The Walt Disney Company on Wednesday announced a joint venture with India's largest conglomerate, Reliance Industries, in an $8.5 billion deal that will create a media powerhouse in the world's most populous country and end Disney's decades-long solo effort to gain a foothold in the market. .
Reliance Industries, owned by Mukesh Ambani, India's richest man, will be Disney's senior partner in the deal. With a market capitalization of $239 billion and the rights to the hugely popular Indian Premier League cricket matches, Reliance is a juggernaut in the media landscape in India.
Disney and Reliance already had a market share of around 40 to 45 percent in advertising and the same share of streaming, giving them a big edge over rivals, said Karan Dourani, research analyst at Elara Capital.
“This will lead to better profitability in both TV and streaming because content costs will come down,” Mr. Dourani said.
As part of the deal, Disney will merge its Indian operations with Viacom18, a division of Reliance Industries. Reliance and Viacom18 will hold 63 percent of the new venture Disney 37 percent, institutions said in a statement. Reliance will pay $1.4 billion to consolidate its control.
Chairman of the joint venture Mr. Ambani's wife Nida M. Ambani will be there; Uday Shankar, former chairman of Disney India, will be the vice-chairman.
“Reliance has a deep understanding of the Indian market and consumer,” said Disney chief executive Robert A. Iger said in a statement. “We are excited for the opportunities this joint venture offers to create long-term value.”
Disney is one of the largest companies in the world, valued at $200 billion; But in India, it has no relevance for the domestic hero.
Disney first came to India, now a nation of 1.4 billion potential media consumers, in 1993 to find a distributor to air some of its content.

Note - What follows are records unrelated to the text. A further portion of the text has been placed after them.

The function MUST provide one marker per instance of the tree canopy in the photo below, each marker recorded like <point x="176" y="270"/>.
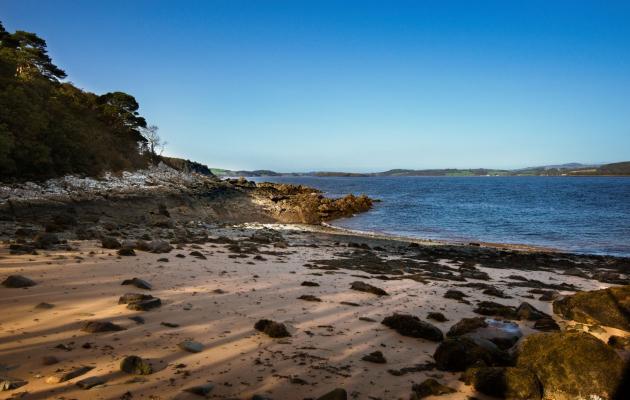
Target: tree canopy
<point x="50" y="128"/>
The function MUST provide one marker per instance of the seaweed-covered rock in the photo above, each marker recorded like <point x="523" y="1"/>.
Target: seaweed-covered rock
<point x="505" y="382"/>
<point x="375" y="357"/>
<point x="366" y="287"/>
<point x="135" y="365"/>
<point x="100" y="326"/>
<point x="8" y="383"/>
<point x="109" y="242"/>
<point x="410" y="325"/>
<point x="272" y="329"/>
<point x="610" y="307"/>
<point x="619" y="342"/>
<point x="18" y="281"/>
<point x="571" y="364"/>
<point x="502" y="333"/>
<point x="530" y="313"/>
<point x="126" y="252"/>
<point x="137" y="282"/>
<point x="201" y="390"/>
<point x="454" y="294"/>
<point x="546" y="325"/>
<point x="462" y="352"/>
<point x="159" y="246"/>
<point x="335" y="394"/>
<point x="437" y="316"/>
<point x="491" y="308"/>
<point x="429" y="387"/>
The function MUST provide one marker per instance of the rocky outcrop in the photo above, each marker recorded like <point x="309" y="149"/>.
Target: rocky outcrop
<point x="571" y="365"/>
<point x="610" y="307"/>
<point x="301" y="204"/>
<point x="505" y="382"/>
<point x="412" y="326"/>
<point x="163" y="197"/>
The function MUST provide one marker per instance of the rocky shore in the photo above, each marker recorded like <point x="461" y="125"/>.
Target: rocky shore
<point x="187" y="287"/>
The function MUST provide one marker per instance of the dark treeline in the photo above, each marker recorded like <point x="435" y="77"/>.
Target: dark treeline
<point x="51" y="128"/>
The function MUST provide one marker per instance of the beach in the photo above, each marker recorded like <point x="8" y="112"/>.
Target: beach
<point x="216" y="296"/>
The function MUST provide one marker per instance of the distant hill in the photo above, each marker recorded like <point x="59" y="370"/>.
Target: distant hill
<point x="570" y="169"/>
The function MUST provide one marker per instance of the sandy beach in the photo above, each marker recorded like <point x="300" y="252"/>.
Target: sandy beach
<point x="217" y="300"/>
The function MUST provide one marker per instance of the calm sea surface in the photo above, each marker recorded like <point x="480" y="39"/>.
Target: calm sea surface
<point x="578" y="214"/>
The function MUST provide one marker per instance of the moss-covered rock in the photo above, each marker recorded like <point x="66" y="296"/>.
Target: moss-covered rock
<point x="410" y="325"/>
<point x="571" y="364"/>
<point x="610" y="307"/>
<point x="460" y="353"/>
<point x="505" y="382"/>
<point x="135" y="365"/>
<point x="429" y="387"/>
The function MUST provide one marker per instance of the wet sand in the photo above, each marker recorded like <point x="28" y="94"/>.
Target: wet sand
<point x="216" y="302"/>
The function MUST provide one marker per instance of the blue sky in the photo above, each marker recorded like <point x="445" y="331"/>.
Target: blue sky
<point x="356" y="85"/>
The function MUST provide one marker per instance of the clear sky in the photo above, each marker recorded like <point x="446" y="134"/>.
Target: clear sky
<point x="356" y="85"/>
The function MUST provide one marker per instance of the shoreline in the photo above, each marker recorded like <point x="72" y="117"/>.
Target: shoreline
<point x="213" y="291"/>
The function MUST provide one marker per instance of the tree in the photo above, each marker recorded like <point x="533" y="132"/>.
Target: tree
<point x="154" y="143"/>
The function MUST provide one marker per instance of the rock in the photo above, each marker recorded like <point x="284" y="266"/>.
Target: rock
<point x="495" y="309"/>
<point x="8" y="383"/>
<point x="145" y="305"/>
<point x="505" y="382"/>
<point x="139" y="301"/>
<point x="139" y="283"/>
<point x="190" y="346"/>
<point x="308" y="297"/>
<point x="135" y="365"/>
<point x="100" y="326"/>
<point x="89" y="383"/>
<point x="336" y="394"/>
<point x="109" y="242"/>
<point x="198" y="255"/>
<point x="126" y="251"/>
<point x="492" y="291"/>
<point x="454" y="294"/>
<point x="160" y="246"/>
<point x="503" y="334"/>
<point x="45" y="240"/>
<point x="571" y="364"/>
<point x="272" y="329"/>
<point x="546" y="325"/>
<point x="609" y="307"/>
<point x="429" y="387"/>
<point x="137" y="319"/>
<point x="619" y="342"/>
<point x="462" y="352"/>
<point x="375" y="357"/>
<point x="530" y="313"/>
<point x="201" y="390"/>
<point x="49" y="360"/>
<point x="409" y="325"/>
<point x="439" y="317"/>
<point x="18" y="281"/>
<point x="365" y="287"/>
<point x="68" y="375"/>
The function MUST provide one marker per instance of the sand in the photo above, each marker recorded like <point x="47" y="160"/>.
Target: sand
<point x="216" y="302"/>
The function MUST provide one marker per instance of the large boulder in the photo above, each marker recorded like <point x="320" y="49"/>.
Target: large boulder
<point x="18" y="281"/>
<point x="505" y="382"/>
<point x="610" y="307"/>
<point x="409" y="325"/>
<point x="571" y="365"/>
<point x="462" y="352"/>
<point x="502" y="333"/>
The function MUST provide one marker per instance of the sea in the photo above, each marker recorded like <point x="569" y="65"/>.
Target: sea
<point x="589" y="215"/>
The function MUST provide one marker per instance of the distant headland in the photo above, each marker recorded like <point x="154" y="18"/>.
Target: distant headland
<point x="571" y="169"/>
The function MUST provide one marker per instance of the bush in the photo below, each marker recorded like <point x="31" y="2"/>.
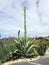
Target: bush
<point x="41" y="47"/>
<point x="25" y="49"/>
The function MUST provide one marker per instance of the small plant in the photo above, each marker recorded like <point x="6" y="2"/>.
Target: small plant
<point x="42" y="47"/>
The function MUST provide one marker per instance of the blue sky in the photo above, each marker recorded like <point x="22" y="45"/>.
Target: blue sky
<point x="12" y="17"/>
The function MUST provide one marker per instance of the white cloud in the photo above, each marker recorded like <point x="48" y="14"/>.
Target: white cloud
<point x="12" y="19"/>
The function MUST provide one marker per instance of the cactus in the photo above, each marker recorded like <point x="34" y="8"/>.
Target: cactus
<point x="25" y="24"/>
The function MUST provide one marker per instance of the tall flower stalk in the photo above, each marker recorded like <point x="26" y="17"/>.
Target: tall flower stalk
<point x="24" y="24"/>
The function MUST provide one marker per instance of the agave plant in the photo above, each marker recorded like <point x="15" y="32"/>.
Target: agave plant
<point x="25" y="49"/>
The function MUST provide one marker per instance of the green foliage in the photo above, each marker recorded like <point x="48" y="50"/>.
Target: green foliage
<point x="41" y="47"/>
<point x="26" y="49"/>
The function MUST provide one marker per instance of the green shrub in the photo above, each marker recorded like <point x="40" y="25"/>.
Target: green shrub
<point x="26" y="49"/>
<point x="41" y="47"/>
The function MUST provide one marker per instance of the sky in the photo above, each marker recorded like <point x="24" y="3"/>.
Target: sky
<point x="12" y="17"/>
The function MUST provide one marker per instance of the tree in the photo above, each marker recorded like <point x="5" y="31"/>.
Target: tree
<point x="25" y="24"/>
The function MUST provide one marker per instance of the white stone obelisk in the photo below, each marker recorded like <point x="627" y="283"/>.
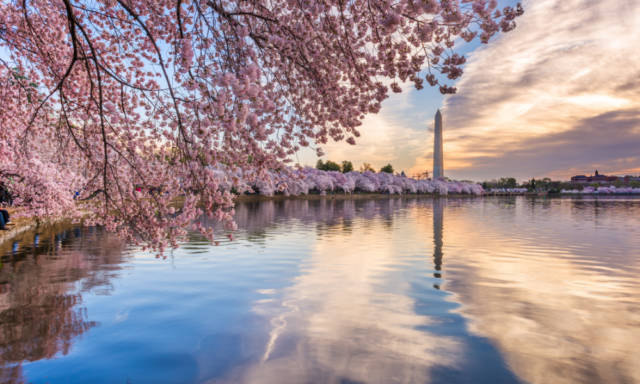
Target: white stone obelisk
<point x="438" y="158"/>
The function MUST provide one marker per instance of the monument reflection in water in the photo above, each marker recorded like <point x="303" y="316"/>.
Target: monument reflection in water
<point x="400" y="290"/>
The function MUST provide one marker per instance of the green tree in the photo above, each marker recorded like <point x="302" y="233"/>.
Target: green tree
<point x="387" y="169"/>
<point x="347" y="166"/>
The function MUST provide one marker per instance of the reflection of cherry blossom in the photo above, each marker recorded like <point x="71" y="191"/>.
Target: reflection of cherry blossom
<point x="311" y="180"/>
<point x="122" y="98"/>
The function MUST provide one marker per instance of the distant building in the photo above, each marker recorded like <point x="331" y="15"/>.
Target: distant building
<point x="598" y="178"/>
<point x="438" y="158"/>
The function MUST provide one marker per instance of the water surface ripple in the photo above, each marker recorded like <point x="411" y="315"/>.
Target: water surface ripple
<point x="400" y="290"/>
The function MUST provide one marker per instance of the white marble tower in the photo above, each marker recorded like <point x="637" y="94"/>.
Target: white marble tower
<point x="438" y="162"/>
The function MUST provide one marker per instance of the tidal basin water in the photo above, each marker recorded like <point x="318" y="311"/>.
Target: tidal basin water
<point x="400" y="290"/>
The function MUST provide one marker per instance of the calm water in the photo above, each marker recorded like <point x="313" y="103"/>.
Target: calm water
<point x="404" y="290"/>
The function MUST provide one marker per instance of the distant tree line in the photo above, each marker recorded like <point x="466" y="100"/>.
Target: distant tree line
<point x="347" y="166"/>
<point x="546" y="184"/>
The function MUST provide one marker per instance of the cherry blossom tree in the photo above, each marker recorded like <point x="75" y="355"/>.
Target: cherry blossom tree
<point x="141" y="95"/>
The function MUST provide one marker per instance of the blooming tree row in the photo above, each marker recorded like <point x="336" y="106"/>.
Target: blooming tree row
<point x="604" y="190"/>
<point x="310" y="180"/>
<point x="107" y="95"/>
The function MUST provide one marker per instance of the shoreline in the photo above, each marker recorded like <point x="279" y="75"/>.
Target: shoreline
<point x="23" y="225"/>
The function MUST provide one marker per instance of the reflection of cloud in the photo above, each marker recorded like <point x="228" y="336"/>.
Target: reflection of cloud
<point x="41" y="312"/>
<point x="347" y="318"/>
<point x="560" y="300"/>
<point x="538" y="101"/>
<point x="120" y="317"/>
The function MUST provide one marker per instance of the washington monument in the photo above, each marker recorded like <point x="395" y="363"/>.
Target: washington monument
<point x="438" y="163"/>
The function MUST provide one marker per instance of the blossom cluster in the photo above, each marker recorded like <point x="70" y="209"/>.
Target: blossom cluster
<point x="111" y="94"/>
<point x="310" y="180"/>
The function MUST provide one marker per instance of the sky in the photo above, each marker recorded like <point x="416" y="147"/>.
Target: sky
<point x="556" y="97"/>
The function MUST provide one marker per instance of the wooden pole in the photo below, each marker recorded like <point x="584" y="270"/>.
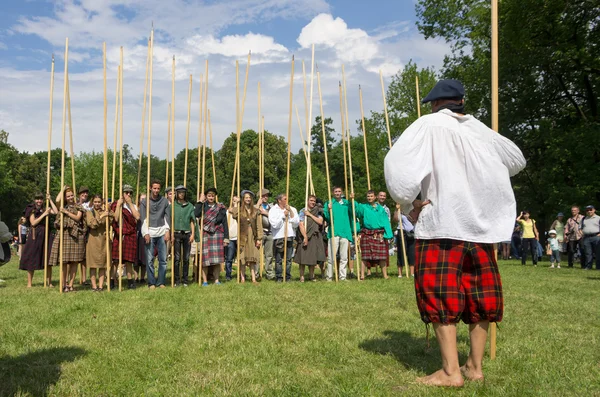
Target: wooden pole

With India's market, Disney's ambitions grew. Last year, accounting and consulting firm EY estimated India's media landscape to be worth $30 billion this year and $100 billion by 2030.
Disney's adventures in India peaked in 2019 when it acquired 21st Century Fox from the Murdoch family's News Corporation, among Fox's properties, Disney won the TV and streaming rights for Indian Premier League cricket matches.
Large subscriber numbers followed, but at great cost. At its pandemic-fueled peak, Disney+ had 162 million subscribers in India, but lost almost $500 million in tracking viewers worldwide. By the summer of 2022, its global operations were worth more than $11 billion since its acquisition of Fox and the launch of Disney+.
That's when Disney ran into trouble. Reliance Industries snapped up the cricket rights in 2022 for nearly $3 billion. While Disney lost 11.5 million Indian subscribers in a short period of time, it gained 800,000 new subscribers in the rest of the world.
However, Disney has not given up on India.
“India is an important market for the company and one of the strongest growth markets internationally, and we are committed to ensuring a strong presence there,” Disney executives said in an email to employees on Wednesday.
In 1958 Mr. When Reliance was started by Ambani's father, it was mainly a polyester fiber trading store. It grew into petrochemicals and now operates the world's largest oil refinery at the port of Jamnagar on India's far west coast. Along the way, it entered telecom and other businesses, and in 2016 launched Jio, a low-cost mobile network that soon became the world's third largest.
JioCinema, part of the growing family of Jio properties but a relatively small platform when India's streaming wars began, is likely to become the new home for Disney's content in India. At one point, another contender seemed poised to emerge as Japanese media giant Sony sought to expand its operations in India by buying Zee Entertainment.
With Zee, India's first private cable-TV company, Sony would have been big enough to split the TV and digital market with Reliance and Disney. But Sony backed out of its deal with Zee on January 22, frustrated by the founding family's insistence on maintaining control.
Sony's breakup with Zee made things even more difficult for Disney. For one thing, Zee is still indebted to Disney for the Cricket license. Bloomberg reported The estimated value of Disney's India unit has dropped from $10 billion to $4.5 billion. Sony's failed merger ultimately led to Mr. Disney's deal. It turned out sweet for Ambani: if a landscape was defined by two giants, it was likely to be dominated by just one.
Being such a sprawling conglomerate, Reliance has an advantage in the battle for media dominance. Direct payment does not require content. If their subscribers are brought into their retail, telecom and credit operations, the cost of programming seems small compared to the combined revenue.
Brooks Barnes Contributed reporting from Los Angeles.